Model | Score | Comments |
---|---|---|
RipX built-in software | 65 | Some accompaniment recognized as vocals, accompaniment and vocals mixed together at times, some muffled sound |
MDX23 | 95 | Sometimes pure accompaniment recognized as vocals, can be trimmed |
htdemucs_ft | 80 | Accompaniment mixed with vocals |
Kim_vocal_2 | 90 | Occasionally slight accompaniment |
4_HP_Vocal_UVR | 50 | Some accompaniment recognized as vocals, accompaniment and vocals mixed together for a long time |
Conclusion
MDX23 is currently the strongest model. According to the running logs, it seems to be a combination of (htdemucs_ft), (demucs MDXv3), (UVR-MDX-NET Voc FT), and (UVR-MDX-NET inst HQ 3), but it is very slow.
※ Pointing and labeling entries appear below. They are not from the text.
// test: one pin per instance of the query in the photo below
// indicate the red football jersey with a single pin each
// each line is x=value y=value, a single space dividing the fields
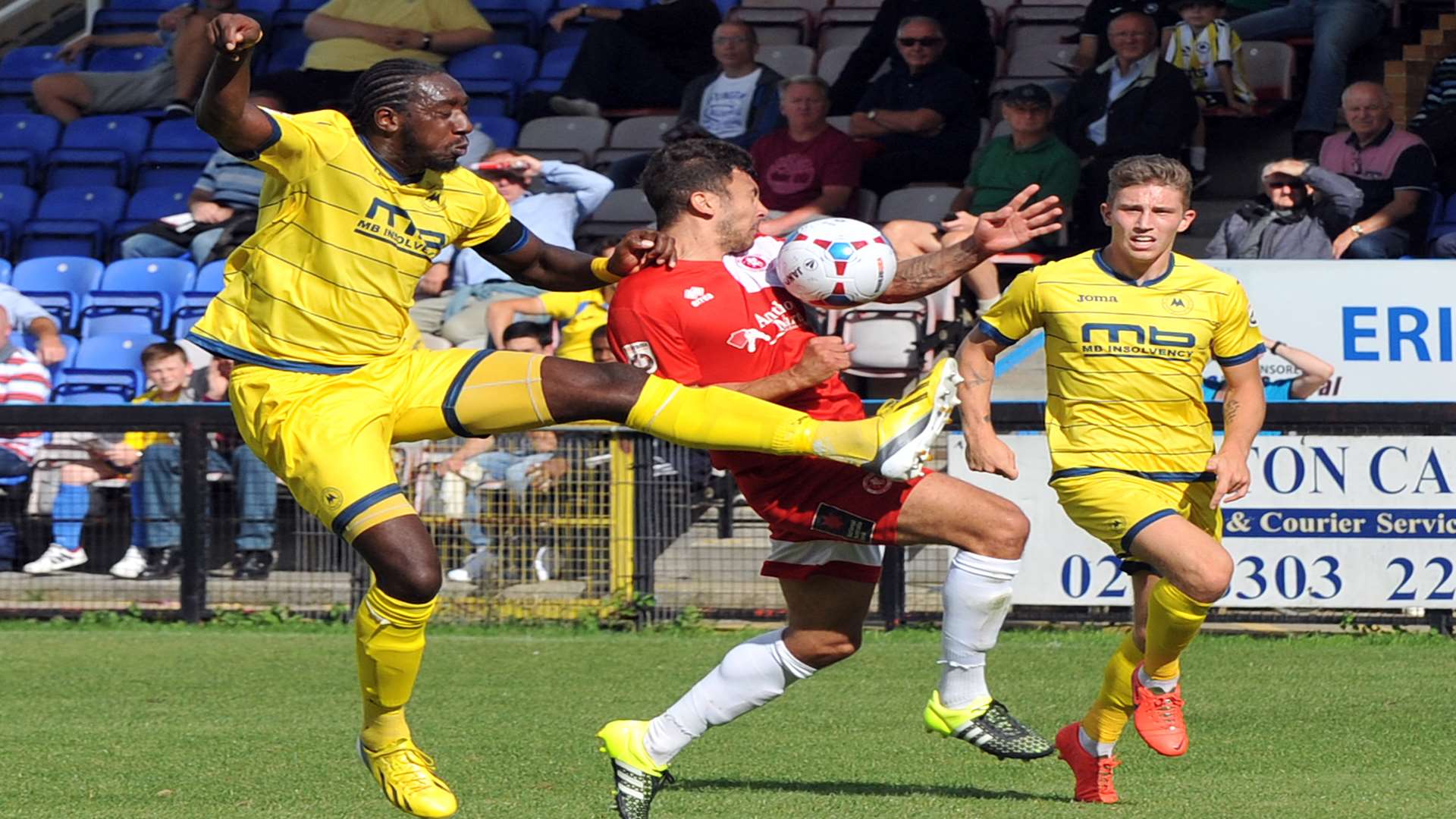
x=724 y=321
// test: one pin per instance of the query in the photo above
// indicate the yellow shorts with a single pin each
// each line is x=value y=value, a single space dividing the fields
x=328 y=436
x=1116 y=506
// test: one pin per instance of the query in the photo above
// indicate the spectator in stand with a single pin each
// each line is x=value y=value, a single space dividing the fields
x=1030 y=155
x=1338 y=28
x=174 y=83
x=351 y=36
x=807 y=169
x=1394 y=169
x=1301 y=209
x=1094 y=46
x=161 y=477
x=1313 y=375
x=737 y=102
x=921 y=117
x=1436 y=123
x=1207 y=49
x=637 y=57
x=1134 y=104
x=33 y=319
x=455 y=293
x=968 y=46
x=22 y=381
x=223 y=207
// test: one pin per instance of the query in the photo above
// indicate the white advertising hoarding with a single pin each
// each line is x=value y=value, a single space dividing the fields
x=1329 y=522
x=1386 y=327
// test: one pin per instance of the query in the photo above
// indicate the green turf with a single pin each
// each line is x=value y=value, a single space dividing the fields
x=215 y=723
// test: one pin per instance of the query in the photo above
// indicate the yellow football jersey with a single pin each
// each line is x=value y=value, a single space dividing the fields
x=1125 y=362
x=327 y=281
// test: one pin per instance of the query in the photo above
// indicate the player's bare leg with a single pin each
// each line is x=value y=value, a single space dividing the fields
x=989 y=534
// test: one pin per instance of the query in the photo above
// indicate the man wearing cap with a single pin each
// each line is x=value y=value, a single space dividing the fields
x=1030 y=155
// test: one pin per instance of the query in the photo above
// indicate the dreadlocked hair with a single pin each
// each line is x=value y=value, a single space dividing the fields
x=386 y=85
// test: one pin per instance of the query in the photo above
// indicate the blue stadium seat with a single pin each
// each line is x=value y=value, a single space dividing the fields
x=98 y=149
x=494 y=71
x=25 y=142
x=500 y=129
x=79 y=218
x=136 y=289
x=107 y=363
x=131 y=58
x=57 y=283
x=17 y=207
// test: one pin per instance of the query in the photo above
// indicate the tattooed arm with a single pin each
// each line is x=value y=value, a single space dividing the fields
x=1242 y=419
x=996 y=232
x=984 y=452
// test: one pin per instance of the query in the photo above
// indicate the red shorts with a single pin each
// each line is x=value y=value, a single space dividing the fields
x=808 y=500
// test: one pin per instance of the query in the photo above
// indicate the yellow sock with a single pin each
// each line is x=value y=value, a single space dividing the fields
x=389 y=643
x=1114 y=704
x=721 y=419
x=1172 y=621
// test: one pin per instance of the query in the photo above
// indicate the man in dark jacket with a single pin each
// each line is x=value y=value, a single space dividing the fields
x=968 y=47
x=1301 y=209
x=635 y=57
x=1133 y=104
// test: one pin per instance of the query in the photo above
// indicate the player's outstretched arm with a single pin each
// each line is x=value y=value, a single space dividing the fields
x=984 y=452
x=552 y=267
x=1242 y=420
x=996 y=232
x=223 y=110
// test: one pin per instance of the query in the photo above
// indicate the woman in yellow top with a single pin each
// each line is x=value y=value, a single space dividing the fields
x=582 y=314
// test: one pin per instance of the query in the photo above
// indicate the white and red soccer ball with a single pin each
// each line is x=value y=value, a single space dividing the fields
x=836 y=262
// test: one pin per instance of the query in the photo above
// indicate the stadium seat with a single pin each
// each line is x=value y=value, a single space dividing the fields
x=788 y=60
x=77 y=218
x=921 y=205
x=133 y=58
x=107 y=363
x=17 y=207
x=25 y=142
x=57 y=283
x=620 y=212
x=98 y=150
x=573 y=139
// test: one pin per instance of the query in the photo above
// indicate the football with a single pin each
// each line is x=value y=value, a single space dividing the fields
x=836 y=262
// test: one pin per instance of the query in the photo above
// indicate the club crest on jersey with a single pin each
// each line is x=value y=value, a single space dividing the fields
x=639 y=354
x=696 y=297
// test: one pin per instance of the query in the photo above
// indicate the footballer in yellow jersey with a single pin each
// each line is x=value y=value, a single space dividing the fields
x=329 y=375
x=1128 y=331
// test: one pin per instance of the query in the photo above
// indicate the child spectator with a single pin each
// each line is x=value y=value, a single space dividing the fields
x=1207 y=49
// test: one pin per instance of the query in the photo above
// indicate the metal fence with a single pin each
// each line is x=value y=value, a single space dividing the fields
x=592 y=521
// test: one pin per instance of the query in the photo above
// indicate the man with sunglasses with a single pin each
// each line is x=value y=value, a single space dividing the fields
x=1301 y=209
x=921 y=117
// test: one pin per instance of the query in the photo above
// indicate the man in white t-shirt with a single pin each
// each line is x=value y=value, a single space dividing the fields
x=739 y=102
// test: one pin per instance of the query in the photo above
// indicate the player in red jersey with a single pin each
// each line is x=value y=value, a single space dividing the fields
x=720 y=318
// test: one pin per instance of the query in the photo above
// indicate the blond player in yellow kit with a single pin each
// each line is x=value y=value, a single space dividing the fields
x=1130 y=330
x=329 y=372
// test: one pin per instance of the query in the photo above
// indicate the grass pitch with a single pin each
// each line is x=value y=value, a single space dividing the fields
x=218 y=723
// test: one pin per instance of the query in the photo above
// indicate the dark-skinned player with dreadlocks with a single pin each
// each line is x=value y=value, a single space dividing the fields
x=329 y=371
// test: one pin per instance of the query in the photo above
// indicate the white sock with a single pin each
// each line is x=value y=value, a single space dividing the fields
x=1159 y=686
x=1092 y=746
x=750 y=675
x=977 y=596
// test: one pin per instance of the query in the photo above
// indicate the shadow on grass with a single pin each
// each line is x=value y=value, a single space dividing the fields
x=867 y=789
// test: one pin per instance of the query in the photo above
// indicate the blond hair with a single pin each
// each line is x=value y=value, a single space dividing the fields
x=1149 y=169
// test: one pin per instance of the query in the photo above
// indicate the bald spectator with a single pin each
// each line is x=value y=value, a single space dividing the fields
x=1394 y=169
x=808 y=168
x=351 y=36
x=922 y=115
x=172 y=83
x=1133 y=104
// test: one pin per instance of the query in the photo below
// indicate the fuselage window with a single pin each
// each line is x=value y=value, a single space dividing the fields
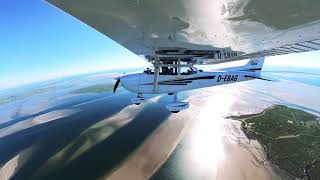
x=172 y=71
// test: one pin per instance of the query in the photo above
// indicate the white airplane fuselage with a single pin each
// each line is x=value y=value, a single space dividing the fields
x=144 y=83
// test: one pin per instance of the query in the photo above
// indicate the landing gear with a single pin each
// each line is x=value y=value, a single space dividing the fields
x=138 y=100
x=176 y=106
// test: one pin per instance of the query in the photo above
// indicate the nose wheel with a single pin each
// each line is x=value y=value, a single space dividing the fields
x=177 y=106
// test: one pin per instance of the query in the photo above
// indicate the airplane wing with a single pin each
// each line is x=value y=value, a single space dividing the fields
x=203 y=31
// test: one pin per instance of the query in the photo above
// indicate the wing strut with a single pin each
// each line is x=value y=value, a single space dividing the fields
x=156 y=75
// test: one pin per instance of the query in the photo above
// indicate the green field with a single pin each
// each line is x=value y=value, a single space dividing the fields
x=290 y=137
x=99 y=88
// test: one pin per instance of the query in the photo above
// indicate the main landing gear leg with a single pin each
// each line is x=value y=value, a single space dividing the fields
x=177 y=106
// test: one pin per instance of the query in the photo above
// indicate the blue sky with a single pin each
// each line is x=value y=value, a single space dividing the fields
x=39 y=42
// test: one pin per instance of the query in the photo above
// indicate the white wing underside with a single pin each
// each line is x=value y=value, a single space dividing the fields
x=212 y=31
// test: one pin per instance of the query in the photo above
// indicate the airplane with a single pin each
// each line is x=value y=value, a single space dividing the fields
x=176 y=35
x=172 y=79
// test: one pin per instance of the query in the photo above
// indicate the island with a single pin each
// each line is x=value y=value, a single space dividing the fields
x=290 y=139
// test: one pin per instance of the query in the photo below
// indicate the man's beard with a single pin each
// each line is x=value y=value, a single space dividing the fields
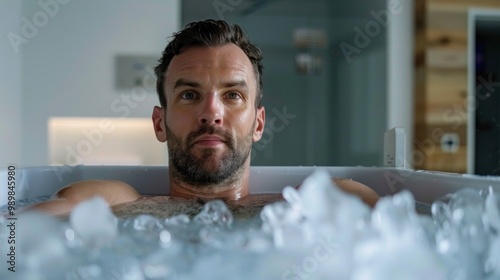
x=194 y=170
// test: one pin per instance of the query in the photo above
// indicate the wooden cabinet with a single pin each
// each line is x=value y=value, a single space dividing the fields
x=441 y=97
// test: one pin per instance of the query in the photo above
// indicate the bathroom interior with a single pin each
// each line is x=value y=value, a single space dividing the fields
x=78 y=89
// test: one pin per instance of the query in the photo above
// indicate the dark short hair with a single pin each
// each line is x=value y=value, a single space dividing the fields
x=209 y=33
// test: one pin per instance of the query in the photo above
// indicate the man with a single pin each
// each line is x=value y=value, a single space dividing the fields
x=210 y=90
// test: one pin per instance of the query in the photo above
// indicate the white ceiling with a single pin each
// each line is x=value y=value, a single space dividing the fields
x=200 y=9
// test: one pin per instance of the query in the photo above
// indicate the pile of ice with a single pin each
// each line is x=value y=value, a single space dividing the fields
x=318 y=232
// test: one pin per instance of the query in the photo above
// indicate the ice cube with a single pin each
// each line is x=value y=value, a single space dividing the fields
x=492 y=211
x=41 y=241
x=93 y=221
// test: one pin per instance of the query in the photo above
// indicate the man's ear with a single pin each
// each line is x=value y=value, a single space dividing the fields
x=260 y=122
x=159 y=123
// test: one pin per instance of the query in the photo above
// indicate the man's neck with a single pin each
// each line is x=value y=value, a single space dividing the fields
x=233 y=189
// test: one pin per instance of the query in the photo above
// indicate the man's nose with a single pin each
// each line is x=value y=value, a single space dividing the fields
x=212 y=110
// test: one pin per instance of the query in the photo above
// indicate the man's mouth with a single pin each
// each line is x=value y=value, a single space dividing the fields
x=209 y=140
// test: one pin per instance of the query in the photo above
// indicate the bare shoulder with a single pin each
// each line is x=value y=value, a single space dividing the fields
x=367 y=194
x=114 y=192
x=65 y=199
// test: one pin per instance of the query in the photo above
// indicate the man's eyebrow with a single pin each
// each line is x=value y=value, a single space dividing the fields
x=184 y=82
x=237 y=83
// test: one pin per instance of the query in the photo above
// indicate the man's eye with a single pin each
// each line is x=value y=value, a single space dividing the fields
x=188 y=95
x=233 y=95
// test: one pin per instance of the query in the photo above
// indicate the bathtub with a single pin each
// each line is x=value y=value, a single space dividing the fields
x=33 y=182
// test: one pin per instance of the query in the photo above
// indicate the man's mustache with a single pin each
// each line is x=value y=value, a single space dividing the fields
x=211 y=130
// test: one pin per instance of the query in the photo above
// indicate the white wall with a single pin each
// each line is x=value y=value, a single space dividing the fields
x=400 y=71
x=10 y=86
x=68 y=66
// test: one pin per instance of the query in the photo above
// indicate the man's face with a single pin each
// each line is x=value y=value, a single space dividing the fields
x=210 y=119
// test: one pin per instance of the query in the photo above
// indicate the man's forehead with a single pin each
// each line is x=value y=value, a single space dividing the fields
x=228 y=60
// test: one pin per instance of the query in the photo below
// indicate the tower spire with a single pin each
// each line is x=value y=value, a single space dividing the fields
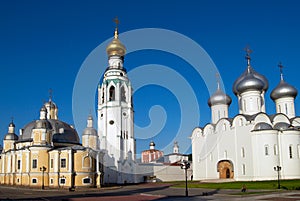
x=248 y=58
x=280 y=66
x=116 y=20
x=218 y=81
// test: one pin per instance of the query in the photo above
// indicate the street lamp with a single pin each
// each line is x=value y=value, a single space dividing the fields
x=43 y=169
x=278 y=168
x=185 y=165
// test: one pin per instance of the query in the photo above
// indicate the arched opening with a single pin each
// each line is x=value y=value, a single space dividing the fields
x=225 y=169
x=123 y=94
x=112 y=93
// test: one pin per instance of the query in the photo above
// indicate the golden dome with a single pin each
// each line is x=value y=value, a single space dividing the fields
x=115 y=47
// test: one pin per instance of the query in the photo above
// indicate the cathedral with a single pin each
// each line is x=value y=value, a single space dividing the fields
x=48 y=153
x=253 y=145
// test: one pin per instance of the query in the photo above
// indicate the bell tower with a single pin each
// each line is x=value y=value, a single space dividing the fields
x=115 y=108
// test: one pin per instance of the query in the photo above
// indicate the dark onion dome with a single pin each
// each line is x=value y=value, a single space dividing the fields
x=43 y=123
x=61 y=132
x=50 y=104
x=152 y=143
x=219 y=98
x=89 y=131
x=115 y=47
x=250 y=80
x=11 y=136
x=283 y=89
x=262 y=126
x=281 y=126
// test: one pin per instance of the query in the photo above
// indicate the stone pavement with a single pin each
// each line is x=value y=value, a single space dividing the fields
x=150 y=191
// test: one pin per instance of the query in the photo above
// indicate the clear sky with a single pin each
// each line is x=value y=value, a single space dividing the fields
x=44 y=43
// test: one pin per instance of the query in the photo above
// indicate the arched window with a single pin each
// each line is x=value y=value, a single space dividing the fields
x=86 y=161
x=112 y=93
x=123 y=94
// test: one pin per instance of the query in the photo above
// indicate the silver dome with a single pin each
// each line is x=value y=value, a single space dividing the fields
x=250 y=79
x=219 y=97
x=283 y=89
x=262 y=126
x=281 y=126
x=11 y=136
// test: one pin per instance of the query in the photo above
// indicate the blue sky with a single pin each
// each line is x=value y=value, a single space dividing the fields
x=44 y=43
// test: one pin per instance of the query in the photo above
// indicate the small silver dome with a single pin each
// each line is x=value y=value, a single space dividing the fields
x=283 y=89
x=11 y=136
x=43 y=123
x=249 y=80
x=218 y=98
x=281 y=126
x=262 y=126
x=89 y=131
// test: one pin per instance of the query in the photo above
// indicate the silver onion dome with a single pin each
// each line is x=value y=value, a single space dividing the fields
x=248 y=83
x=11 y=136
x=250 y=79
x=218 y=98
x=283 y=89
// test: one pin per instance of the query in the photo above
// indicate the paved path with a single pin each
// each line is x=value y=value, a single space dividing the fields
x=150 y=191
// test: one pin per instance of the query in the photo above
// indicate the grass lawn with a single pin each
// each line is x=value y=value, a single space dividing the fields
x=285 y=184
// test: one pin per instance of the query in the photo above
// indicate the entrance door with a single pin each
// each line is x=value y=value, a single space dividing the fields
x=225 y=169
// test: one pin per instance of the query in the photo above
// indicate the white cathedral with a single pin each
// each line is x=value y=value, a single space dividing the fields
x=253 y=145
x=115 y=118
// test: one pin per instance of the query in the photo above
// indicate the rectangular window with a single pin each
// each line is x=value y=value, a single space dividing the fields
x=86 y=180
x=63 y=163
x=19 y=164
x=62 y=181
x=266 y=150
x=34 y=163
x=291 y=151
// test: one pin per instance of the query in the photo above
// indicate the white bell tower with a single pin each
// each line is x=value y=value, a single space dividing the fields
x=115 y=109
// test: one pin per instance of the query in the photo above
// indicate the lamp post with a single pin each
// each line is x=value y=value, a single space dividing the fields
x=43 y=169
x=278 y=168
x=185 y=165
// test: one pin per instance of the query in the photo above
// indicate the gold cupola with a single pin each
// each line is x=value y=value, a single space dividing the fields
x=115 y=47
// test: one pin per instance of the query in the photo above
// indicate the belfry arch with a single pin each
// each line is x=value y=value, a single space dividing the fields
x=225 y=169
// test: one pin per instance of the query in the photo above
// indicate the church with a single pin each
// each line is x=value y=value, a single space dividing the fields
x=253 y=145
x=48 y=153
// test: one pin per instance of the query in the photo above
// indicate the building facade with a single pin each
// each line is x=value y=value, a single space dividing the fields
x=250 y=145
x=47 y=153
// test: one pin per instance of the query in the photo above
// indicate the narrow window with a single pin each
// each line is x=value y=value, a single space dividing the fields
x=266 y=150
x=19 y=164
x=112 y=93
x=62 y=181
x=275 y=149
x=63 y=163
x=34 y=163
x=123 y=94
x=86 y=180
x=243 y=152
x=291 y=151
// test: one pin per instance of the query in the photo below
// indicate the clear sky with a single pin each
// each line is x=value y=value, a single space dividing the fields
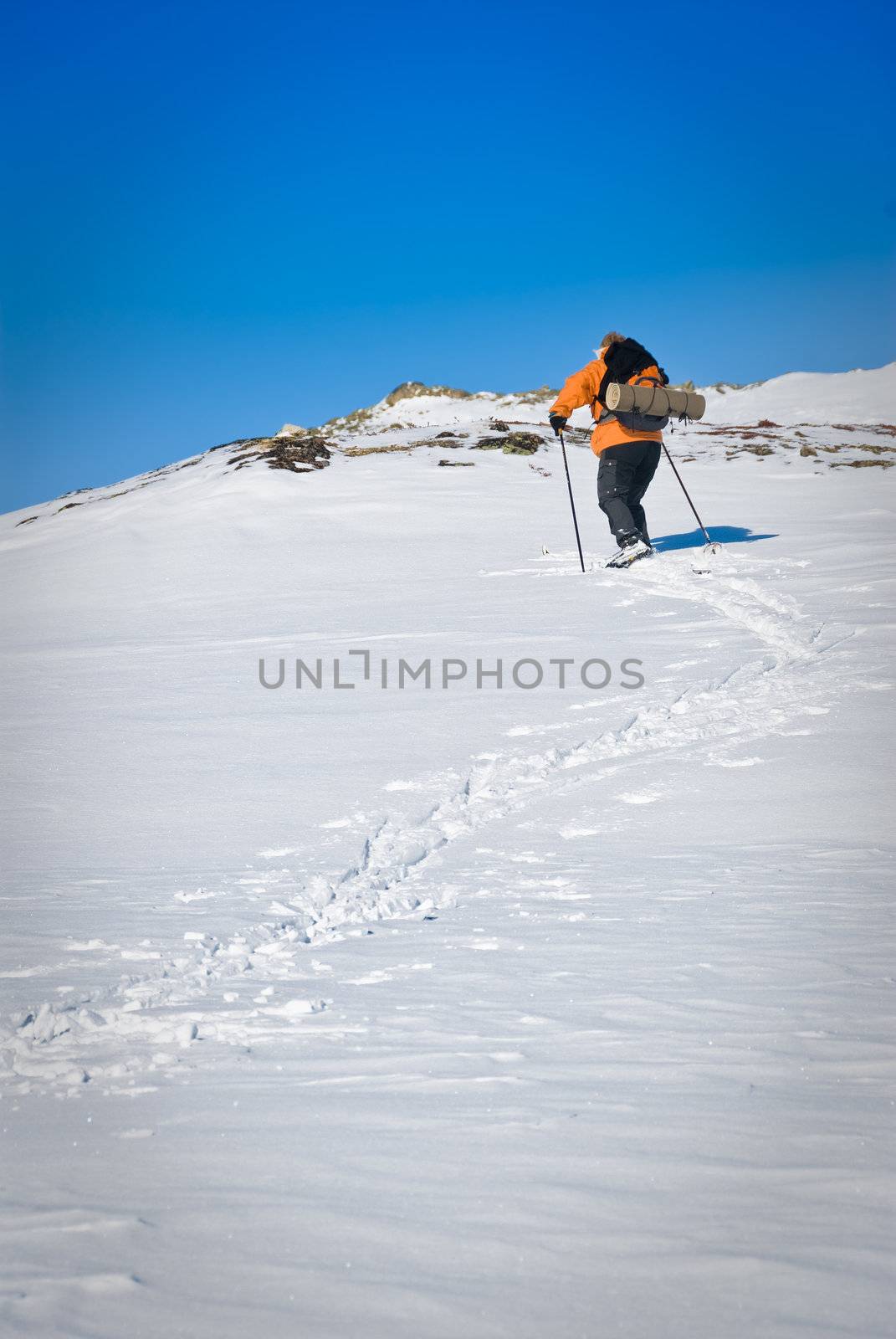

It takes 17 minutes to process a 5-minute song using Colab T4.
htdemucs_ft is a more balanced model. If you want to retain vocals and accompaniment, you can choose htdemucs_ft, which has better results than MDX Main.
Kim_vocal_2 is also good for vocal separation, and it is fast. It can be chosen for bulk processing to save time
It is still best to use htdemucs_ft or MDX23.